Sanford is known for developing practical catalytic methods to activate carbon-hydrogen bonds. She uses palladium complexes with the metal in a high oxidation state, which had previously been overlooked as useful catalysts. Robert H. Grubbs, California Institute of Technology Nobel Laureate and Sanford’s Ph.D. adviser, says her palladium work constitutes “a completely new approach that has been a surprise to those in the field.”

Along with establishing the synthetic utility of high-valent Pd to transform C–H bonds—as well as alkenes and alkynes—into other functional groups, Sanford has also worked out the reaction mechanisms. Previous hypotheses that high-valent Pd played a role in catalysis had proven incorrect. Research had suggested, Sanford says, that Pd(III) or Pd(IV) “would be very difficult to access under catalytically relevant conditions. When we proposed it, people thought this would be another example that would prove to be nanoparticles or Pd(0) catalysis.” But as she later demonstrated, her catalysts’ high-valent Pd was key to their activity.
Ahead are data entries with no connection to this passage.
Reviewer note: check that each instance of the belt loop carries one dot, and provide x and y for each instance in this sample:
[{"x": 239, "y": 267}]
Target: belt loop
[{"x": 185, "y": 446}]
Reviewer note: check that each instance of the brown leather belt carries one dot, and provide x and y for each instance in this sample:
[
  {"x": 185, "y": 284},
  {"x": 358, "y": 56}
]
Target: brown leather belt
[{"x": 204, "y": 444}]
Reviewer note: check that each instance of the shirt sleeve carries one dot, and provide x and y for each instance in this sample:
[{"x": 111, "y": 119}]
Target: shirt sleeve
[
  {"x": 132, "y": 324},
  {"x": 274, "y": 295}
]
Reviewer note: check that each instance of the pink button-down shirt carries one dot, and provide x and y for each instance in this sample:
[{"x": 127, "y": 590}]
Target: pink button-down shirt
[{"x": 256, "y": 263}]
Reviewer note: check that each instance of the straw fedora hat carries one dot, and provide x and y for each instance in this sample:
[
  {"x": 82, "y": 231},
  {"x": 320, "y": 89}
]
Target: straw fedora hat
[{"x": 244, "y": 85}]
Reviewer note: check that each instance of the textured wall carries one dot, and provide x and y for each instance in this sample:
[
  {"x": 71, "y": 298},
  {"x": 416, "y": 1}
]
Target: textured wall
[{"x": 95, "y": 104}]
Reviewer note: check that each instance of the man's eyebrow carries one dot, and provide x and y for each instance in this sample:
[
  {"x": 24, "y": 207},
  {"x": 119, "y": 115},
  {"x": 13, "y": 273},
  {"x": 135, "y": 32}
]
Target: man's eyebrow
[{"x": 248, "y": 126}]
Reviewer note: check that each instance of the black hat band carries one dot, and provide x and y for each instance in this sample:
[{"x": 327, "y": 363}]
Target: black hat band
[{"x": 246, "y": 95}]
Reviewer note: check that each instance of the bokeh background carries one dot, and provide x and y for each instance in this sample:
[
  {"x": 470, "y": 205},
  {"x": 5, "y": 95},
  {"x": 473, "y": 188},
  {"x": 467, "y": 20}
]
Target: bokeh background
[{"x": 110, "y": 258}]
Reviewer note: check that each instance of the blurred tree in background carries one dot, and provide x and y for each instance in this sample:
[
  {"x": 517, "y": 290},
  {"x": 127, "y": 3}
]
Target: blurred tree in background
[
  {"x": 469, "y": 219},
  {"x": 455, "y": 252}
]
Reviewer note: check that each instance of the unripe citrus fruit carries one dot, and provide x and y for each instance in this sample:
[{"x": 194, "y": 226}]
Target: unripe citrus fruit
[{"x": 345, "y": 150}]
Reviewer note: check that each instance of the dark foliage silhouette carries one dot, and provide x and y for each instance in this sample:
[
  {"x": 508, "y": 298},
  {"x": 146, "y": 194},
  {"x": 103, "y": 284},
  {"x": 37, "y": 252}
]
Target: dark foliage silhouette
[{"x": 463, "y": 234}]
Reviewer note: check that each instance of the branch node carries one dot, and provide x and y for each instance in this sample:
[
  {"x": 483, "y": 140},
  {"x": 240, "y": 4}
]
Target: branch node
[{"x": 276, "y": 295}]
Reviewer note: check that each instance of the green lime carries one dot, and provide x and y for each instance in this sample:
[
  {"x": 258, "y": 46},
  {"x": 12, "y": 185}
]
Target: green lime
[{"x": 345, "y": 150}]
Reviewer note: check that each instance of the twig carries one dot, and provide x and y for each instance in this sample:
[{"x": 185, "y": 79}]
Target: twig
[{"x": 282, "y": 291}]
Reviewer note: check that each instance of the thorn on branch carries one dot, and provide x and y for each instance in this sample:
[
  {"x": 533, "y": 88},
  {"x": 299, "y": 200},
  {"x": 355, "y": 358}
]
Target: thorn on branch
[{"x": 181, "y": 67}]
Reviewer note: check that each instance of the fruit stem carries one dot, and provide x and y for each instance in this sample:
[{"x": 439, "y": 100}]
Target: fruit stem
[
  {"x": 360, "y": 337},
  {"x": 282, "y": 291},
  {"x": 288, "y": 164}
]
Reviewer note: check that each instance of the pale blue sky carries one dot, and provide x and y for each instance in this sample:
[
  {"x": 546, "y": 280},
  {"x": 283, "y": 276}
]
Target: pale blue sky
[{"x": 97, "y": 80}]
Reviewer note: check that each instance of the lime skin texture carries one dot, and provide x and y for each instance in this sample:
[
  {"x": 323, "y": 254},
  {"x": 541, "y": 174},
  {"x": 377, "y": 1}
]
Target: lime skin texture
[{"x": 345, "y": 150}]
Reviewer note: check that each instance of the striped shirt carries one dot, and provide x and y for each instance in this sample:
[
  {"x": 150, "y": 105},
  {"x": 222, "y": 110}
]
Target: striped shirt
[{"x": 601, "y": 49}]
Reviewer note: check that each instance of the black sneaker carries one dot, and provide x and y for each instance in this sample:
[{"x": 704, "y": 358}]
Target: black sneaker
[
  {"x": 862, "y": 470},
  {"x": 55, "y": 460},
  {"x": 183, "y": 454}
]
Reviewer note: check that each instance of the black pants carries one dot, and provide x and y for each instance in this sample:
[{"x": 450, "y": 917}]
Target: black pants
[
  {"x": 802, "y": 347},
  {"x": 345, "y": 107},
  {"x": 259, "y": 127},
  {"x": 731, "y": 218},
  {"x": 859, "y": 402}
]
Her Michigan colleague John Montgomery, a professor of chemistry, says that Sanford “has a swing-for-the-fences mentality in her research.” He praises her work “to develop new transformations and, in the process, elucidate the key mechanistic features that will guide work from investigators worldwide.” She has been remarkably successful on that front, he says. “She changes the way that people think about problems.”

Sanford has in recent years begun investigating how to catalytically transform carbon dioxide and methane to fuels or other useful molecules. Her work in that area, Grubbs says, “suggests that she is on her way to another breakthrough.”

The Ipatieff Prize adds to a remarkable series of research honors for Sanford. Among many other awards, she won a MacArthur Foundation Fellowship, better known as a “genius grant”; from ACS, she won the Award in Pure Chemistry, the National Fresenius Award, and an Arthur C. Cope Scholar Award; and she received the BASF Catalysis Award. Sanford expresses pride in also having won teaching awards at the University of Michigan.

Sanford is married to chemist Antek Wong-Foy, an entrepreneur and research chemist at Michigan. They have a four-year-old son, Henry. She grew up in Providence, R.I., and went to Yale University, where she did undergraduate research with Robert H. Crabtree. After her graduate studies with Grubbs at Caltech, Sanford did postdoctoral work with John T. Groves at Princeton University. She has worked at Michigan since 2003.

Sanford will present the award address before the ACS Division of Inorganic Chemistry.